Between March 2002 and April 2012, 17 Austrian centers enrolled TBI patients into two observational studies that focused on effects of guideline compliance (n = 400) and on prehospital and early hospital management (n = 777), respectively. Data on trauma severity, clinical status, treatment, and outcomes were collected prospectively. All patients with severe TBI (Glasgow Coma Scale score < 9) were selected for this analysis. Secondary transfers and patients with unsurvivable injuries were excluded. The International Mission for Prognosis and Analysis of Clinical Trials in TBI core model was used to estimate probabilities of hospital death and unfavorable long-term outcome (Glasgow Outcome Scale score < 4).
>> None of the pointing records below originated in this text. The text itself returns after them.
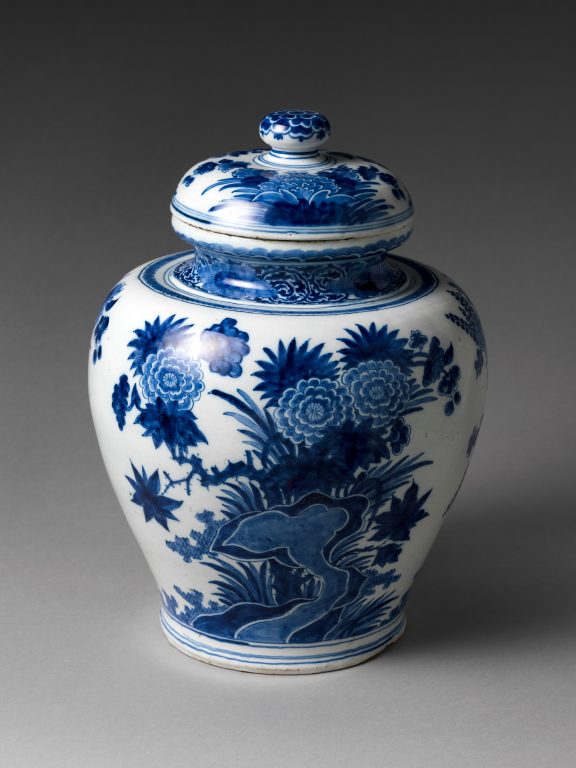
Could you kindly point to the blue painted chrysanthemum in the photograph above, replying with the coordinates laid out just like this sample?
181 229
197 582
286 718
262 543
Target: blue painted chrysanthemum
147 494
380 389
172 376
294 187
308 409
300 124
223 347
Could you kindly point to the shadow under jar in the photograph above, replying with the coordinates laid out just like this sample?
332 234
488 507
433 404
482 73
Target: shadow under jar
287 409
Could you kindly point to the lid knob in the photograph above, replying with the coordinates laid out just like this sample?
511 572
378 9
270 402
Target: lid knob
293 135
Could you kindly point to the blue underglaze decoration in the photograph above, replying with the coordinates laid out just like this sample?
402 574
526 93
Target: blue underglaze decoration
157 276
469 321
300 283
103 321
295 123
342 196
223 347
172 376
156 506
313 519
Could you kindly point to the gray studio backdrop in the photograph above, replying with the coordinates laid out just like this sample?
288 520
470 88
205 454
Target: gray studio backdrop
102 112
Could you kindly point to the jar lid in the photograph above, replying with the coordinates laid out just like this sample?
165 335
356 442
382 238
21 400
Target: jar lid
294 190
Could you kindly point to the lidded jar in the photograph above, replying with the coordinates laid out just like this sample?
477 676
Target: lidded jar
287 409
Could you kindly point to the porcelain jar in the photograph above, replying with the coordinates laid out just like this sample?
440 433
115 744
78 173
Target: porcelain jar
287 408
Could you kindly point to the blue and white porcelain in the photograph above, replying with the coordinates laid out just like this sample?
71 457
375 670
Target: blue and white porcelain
287 408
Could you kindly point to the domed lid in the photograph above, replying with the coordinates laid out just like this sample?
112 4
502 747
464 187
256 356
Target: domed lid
293 190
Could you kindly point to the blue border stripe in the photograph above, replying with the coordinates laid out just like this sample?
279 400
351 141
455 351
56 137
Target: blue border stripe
149 275
275 660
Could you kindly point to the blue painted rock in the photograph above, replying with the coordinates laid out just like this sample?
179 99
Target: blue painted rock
288 407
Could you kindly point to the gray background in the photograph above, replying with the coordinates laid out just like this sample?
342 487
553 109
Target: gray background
473 105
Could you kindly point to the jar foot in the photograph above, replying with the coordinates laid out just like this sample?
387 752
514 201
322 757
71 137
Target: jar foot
293 659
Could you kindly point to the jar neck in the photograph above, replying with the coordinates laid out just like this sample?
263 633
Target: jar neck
290 277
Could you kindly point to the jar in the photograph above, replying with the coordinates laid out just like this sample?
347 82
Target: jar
287 408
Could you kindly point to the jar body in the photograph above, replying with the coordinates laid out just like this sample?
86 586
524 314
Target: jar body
285 468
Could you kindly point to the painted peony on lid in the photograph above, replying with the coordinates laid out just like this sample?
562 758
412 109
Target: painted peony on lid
294 190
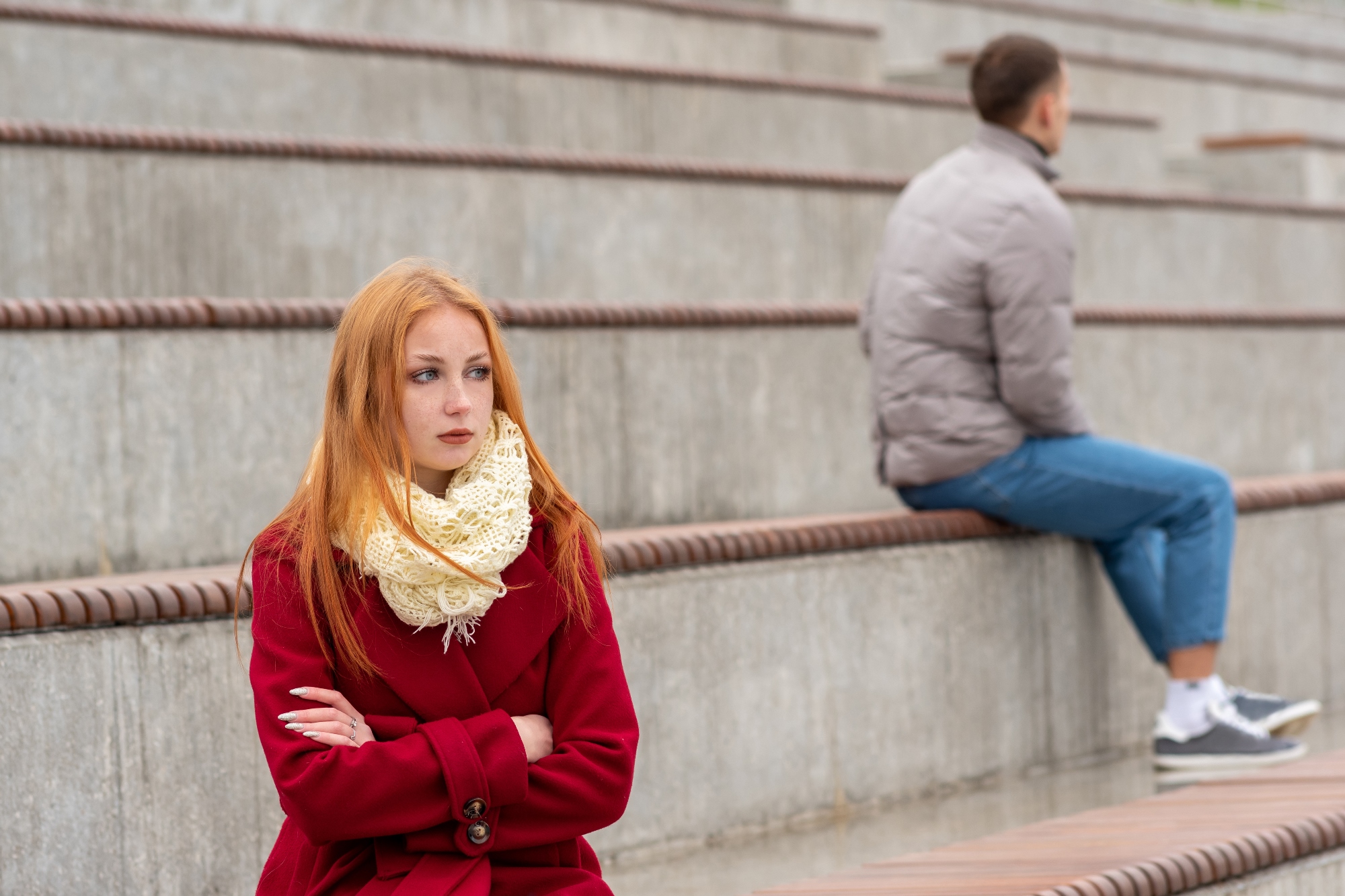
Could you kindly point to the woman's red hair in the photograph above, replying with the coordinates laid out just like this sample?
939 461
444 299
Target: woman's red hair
364 436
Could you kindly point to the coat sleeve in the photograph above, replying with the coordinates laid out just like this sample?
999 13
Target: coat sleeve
1028 290
586 782
380 788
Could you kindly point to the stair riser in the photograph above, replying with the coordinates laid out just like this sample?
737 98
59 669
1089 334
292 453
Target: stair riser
174 448
131 79
591 30
1192 110
765 690
141 224
918 32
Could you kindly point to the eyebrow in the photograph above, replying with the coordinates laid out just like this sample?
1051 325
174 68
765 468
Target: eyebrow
426 356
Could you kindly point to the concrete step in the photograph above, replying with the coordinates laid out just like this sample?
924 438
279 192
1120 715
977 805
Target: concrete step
122 212
116 456
1284 166
793 688
1192 103
917 33
193 73
644 32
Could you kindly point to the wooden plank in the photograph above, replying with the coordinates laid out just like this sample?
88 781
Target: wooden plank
1192 837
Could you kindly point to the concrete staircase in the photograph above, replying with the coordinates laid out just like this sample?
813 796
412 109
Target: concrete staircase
653 161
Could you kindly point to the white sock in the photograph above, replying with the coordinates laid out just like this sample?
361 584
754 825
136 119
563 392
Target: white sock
1188 702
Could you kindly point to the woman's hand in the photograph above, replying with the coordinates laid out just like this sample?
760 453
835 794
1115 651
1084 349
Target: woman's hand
536 732
337 724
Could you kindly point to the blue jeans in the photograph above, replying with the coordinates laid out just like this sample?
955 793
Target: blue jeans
1163 524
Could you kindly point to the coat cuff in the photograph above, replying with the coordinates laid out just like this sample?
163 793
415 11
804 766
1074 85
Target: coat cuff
484 759
391 727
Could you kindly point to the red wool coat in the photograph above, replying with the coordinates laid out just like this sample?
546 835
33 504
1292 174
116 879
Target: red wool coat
393 815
Based on time of arrival, patients were assigned to groups "regular service" or "on-call service."

RESULTS

Data from 852 patients were analyzed (413 "regular," 439 "on-call service"). "On-call" patients were younger (45 vs. 51 years, P < 0.001) and had a higher rate of alcohol intoxication (41 vs. 11 %, P < 0.001). Trauma severity was comparable; the probabilities of death and unfavorable outcome were identical. There were no differences regarding computed tomography findings or treatment. Hospital mortality (24 vs. 28 %, P = 0.191) and rate of patients with unfavorable outcome at 6 months (43 vs. 48 %, P = 0.143) were comparable.

CONCLUSIONS

In Austria, the time of hospital admission has no influence on outcomes after severe TBI.

摘要

背景

本研究的目的是比较重度创伤性脑损伤(TBI)患者在工作日上午7点至晚上7点(“常规服务”)或其他任何时间(“随叫随到服务”)入院后的结局。

材料与方法

2002年3月至2012年4月期间,17个奥地利中心将TBI患者纳入两项观察性研究,分别侧重于指南依从性的影响(n = 400)以及院前和早期医院管理(n = 777)。前瞻性收集创伤严重程度、临床状态、治疗和结局的数据。所有重度TBI患者(格拉斯哥昏迷量表评分<9)均纳入本分析。排除二次转运患者和伤势无法存活的患者。采用国际TBI临床试验预后与分析任务核心模型来估计医院死亡概率和不良长期结局(格拉斯哥结局量表评分<4)。根据到达时间,将患者分为“常规服务”组或“随叫随到服务”组。

结果

分析了852例患者的数据(413例“常规”,439例“随叫随到服务”)。“随叫随到”的患者更年轻(45岁对51岁,P < 0.001),酒精中毒率更高(4l%对11%,P < 0.001)。创伤严重程度相当;死亡和不良结局的概率相同。计算机断层扫描结果或治疗方面无差异。医院死亡率(24%对28%,P = 0.191)和6个月时不良结局患者的比例(43%对48%,P = 0.143)相当。

结论

在奥地利,医院入院时间对重度TBI后的结局没有影响。